Validate Domains when performing DAST full scans
Problem to solve
The DAST job can be run anywhere, including GitLab.com. Since we will allow active scans soon, it means users can accidentally hit live webservers and potentially damage them.
Many customers have asked for this feature because they are afraid of accidentally taking down their production environment.
Proposal
If the user has set DAST_FULL_SCAN_ENABLED="true"
, the URL specified by DAST_WEBSITE
must respond to a GET
request that has a Gitlab-DAST-Request
header with the header Gitlab-DAST-Confirmation
. The headers do not need a value.
In this issue, we have to implement that GET
request.
Don't forget to add instructions to our DAST docs!
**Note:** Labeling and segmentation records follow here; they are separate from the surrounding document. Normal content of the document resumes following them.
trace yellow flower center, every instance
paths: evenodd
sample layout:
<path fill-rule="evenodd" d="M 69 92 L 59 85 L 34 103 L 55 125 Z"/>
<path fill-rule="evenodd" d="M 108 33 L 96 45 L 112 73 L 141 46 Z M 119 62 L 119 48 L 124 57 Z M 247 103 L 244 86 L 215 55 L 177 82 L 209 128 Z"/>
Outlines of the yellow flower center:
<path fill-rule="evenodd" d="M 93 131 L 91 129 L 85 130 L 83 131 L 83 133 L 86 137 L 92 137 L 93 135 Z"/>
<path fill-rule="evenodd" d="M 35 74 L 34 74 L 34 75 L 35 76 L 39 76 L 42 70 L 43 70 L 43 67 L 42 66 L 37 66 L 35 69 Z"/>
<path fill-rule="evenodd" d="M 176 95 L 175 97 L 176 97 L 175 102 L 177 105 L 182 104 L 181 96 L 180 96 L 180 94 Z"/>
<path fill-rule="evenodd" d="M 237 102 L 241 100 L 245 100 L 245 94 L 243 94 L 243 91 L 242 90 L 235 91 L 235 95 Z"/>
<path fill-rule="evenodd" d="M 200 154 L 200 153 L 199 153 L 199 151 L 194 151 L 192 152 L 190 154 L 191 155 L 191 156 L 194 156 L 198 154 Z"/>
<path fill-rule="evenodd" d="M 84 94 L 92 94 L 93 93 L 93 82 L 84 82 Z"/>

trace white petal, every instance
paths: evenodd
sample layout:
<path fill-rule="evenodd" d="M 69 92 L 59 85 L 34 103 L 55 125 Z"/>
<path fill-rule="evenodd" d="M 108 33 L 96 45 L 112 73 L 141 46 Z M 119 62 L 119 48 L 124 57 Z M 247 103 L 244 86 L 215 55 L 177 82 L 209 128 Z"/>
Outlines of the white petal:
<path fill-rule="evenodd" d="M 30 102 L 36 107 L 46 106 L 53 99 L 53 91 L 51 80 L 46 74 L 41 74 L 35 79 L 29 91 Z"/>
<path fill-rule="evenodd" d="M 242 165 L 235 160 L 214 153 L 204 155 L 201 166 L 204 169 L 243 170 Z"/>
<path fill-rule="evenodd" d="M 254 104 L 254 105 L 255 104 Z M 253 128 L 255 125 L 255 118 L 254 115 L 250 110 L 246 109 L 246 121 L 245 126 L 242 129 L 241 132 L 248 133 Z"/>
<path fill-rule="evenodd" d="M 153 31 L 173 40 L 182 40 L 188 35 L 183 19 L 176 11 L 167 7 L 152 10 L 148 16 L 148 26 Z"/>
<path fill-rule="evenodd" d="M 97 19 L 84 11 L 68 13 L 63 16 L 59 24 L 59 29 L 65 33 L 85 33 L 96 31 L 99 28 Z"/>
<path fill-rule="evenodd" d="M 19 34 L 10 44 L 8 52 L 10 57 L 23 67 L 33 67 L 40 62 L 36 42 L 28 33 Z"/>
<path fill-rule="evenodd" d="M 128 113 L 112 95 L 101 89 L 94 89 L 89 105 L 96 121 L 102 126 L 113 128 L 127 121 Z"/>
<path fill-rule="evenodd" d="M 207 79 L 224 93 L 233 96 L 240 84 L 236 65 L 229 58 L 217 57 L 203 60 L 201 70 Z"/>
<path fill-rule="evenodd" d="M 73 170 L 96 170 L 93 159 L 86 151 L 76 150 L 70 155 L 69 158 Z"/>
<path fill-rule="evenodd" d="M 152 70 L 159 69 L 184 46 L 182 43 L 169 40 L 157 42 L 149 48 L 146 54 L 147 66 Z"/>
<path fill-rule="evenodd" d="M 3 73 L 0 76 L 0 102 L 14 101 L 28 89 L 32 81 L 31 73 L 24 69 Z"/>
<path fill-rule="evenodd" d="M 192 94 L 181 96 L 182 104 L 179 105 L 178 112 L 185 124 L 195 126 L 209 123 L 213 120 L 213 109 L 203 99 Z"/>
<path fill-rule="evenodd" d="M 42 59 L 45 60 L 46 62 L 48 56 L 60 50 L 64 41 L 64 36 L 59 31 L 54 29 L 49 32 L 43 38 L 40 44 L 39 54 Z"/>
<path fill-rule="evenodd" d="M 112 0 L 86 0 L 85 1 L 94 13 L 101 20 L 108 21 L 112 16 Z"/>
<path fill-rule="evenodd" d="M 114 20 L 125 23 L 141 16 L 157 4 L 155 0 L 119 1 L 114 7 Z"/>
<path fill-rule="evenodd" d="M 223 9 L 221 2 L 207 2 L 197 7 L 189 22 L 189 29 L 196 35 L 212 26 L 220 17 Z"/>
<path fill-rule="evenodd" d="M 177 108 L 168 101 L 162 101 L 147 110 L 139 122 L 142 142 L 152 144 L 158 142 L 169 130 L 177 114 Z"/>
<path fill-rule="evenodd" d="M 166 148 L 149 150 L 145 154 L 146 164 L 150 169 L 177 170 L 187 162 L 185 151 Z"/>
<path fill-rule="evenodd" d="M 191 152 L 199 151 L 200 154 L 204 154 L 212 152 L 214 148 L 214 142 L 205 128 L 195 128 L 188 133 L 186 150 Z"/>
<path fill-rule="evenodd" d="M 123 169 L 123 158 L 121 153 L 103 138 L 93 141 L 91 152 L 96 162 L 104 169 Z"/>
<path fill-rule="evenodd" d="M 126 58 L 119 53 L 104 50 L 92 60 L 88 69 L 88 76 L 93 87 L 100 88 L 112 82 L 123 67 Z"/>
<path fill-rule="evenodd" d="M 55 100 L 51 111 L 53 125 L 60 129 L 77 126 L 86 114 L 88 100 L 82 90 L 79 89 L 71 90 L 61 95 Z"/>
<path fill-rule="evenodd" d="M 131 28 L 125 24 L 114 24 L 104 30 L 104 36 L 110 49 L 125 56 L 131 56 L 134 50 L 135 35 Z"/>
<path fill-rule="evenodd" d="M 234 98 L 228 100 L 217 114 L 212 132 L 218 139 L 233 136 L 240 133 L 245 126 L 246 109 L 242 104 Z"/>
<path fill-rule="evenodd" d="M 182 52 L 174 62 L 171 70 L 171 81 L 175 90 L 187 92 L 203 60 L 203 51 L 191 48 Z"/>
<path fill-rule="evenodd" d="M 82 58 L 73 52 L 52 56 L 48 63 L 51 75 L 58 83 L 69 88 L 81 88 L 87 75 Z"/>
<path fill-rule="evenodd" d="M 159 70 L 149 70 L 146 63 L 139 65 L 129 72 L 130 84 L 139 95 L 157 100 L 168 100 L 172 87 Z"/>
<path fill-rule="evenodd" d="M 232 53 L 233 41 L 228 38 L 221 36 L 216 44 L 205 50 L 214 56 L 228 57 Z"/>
We should have a few sample configurations for how to add headers to an app.
Acceptance Criteria
Given I am a customer setting up DAST
When I look at the setup instructions
Then I am informed that I need to configure my app to respond to the full scan permissions request before I can run a full scan.
And I am warned to make sure that the configuration only exists in my test environments (NOT production).
Given I am a customer with DAST full scan enabled
When I launch a DAST scan through CI or another means
And my application responds to the DAST full scan permissions request
Then I see my DAST scan run successfully.
Given I am a customer with DAST full scan enabled
When I launch a DAST scan through CI or another means
And my application does not respond to the DAST full scan permissions request
Then I see a message that I must configure my application to respond to the permissions request
And I see a link to the docs on how to do so.
Rollout
This is a breaking change, so it must have a feature flag.
In %12.2 we want the feature to be enabled if a customer:
- sets up DAST full scan after the release (determined by the
created_at
for theDAST_FULL_SCAN_ENABLED
variable in theci_variables
table) - if administrators explicitly flip the feature flag
We will make a future decision on when to make this behavior the default for all users, based on what we learn from and feedback we receive on this issue.